Finding Your 'Y': How to Measure Marketing ROI Without Third-Party Cookies

Finding Your 'Y': How to Measure Marketing ROI Without Third-Party Cookies

Measurement & Analytics — Tue., Apr. 5, 2022

Measuring ROI is not an easy task for most marketers. To accurately calculate ROI, you need to know what your 'Y' is and have the right tools to measure it. Third-party cookies are often used to measure ROI, but they are not accurate and will not be supported in 2023. First-party cookies are the future and should be the foundation of measurement.

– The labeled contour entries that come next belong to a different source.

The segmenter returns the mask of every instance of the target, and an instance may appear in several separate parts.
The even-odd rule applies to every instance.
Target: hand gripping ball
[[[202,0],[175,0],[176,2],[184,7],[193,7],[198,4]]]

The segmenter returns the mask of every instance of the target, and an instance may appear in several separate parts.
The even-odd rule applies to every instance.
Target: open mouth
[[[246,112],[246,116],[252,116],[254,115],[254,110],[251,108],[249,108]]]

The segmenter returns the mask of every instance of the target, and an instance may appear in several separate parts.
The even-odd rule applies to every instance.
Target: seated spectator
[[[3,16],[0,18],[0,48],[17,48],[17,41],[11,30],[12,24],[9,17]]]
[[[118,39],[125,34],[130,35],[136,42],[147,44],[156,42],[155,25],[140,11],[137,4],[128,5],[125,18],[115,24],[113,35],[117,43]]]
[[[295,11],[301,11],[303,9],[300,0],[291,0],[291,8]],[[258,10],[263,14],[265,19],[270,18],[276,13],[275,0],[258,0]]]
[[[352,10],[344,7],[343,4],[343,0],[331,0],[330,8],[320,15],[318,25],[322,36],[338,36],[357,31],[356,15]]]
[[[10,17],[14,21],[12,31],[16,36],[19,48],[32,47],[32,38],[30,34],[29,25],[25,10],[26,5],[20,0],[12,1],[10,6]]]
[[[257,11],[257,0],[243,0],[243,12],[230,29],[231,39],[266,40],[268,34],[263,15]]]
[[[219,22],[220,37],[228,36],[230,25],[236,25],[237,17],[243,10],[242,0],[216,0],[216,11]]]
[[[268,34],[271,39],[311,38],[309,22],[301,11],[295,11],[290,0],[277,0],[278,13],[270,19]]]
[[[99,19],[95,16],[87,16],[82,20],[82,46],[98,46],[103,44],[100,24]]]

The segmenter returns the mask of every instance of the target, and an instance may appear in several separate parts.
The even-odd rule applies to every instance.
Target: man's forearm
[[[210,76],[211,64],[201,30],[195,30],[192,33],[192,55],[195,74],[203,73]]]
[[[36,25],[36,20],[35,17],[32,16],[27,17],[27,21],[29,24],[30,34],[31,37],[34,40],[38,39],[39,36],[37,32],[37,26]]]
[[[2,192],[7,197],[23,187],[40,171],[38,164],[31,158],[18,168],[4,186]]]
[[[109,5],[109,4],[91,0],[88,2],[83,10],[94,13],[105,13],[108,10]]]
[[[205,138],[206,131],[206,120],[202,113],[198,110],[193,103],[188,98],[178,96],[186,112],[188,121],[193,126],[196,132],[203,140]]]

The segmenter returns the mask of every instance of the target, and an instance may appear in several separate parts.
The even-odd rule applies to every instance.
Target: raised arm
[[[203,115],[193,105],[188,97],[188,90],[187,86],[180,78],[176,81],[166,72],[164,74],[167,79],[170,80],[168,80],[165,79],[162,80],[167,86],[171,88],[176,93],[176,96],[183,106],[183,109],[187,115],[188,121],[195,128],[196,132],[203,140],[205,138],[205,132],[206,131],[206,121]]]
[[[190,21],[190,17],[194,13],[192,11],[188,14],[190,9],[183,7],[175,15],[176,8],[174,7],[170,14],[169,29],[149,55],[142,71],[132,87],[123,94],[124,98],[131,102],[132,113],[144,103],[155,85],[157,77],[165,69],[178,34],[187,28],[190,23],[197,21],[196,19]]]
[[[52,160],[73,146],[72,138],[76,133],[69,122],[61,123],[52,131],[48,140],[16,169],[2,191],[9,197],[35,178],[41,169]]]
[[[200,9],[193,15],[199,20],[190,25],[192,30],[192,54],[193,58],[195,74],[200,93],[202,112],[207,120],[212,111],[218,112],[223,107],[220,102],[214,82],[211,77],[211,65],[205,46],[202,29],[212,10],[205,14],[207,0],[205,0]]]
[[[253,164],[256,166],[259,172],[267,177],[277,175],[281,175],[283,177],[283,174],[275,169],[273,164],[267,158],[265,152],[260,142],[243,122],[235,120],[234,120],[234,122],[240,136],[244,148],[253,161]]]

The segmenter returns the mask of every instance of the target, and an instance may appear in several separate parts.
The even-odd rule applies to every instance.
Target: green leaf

By upgrading to Google Analytics 4 and committing to a first-party cookie strategy, marketers can accurately track their ROI and measure the value of their marketing investments.

The variable 'Y' needs to represent a revenue-driving activity, such as producing more leads or e-commerce transactions. To measure ROI, you need impression and cost data from marketing platforms, data on customer conversion paths, and conversion data. First-party cookies can track website visits, conversions, and other important actions without the noise of third-party cookies. Additionally, you can incorporate first-party data from lead forms and CRM databases to track the entire customer journey from cost to customer.

Measuring ROI is essential for marketers to effectively show their value. By switching to first-party cookies, marketers can accurately measure their ROI and demonstrate their impact. To make the leap from third-party to first-party cookies, marketers should upgrade to Google Analytics 4, implement a tracking strategy, and commit to reaching the next level of insight in the next 90 days.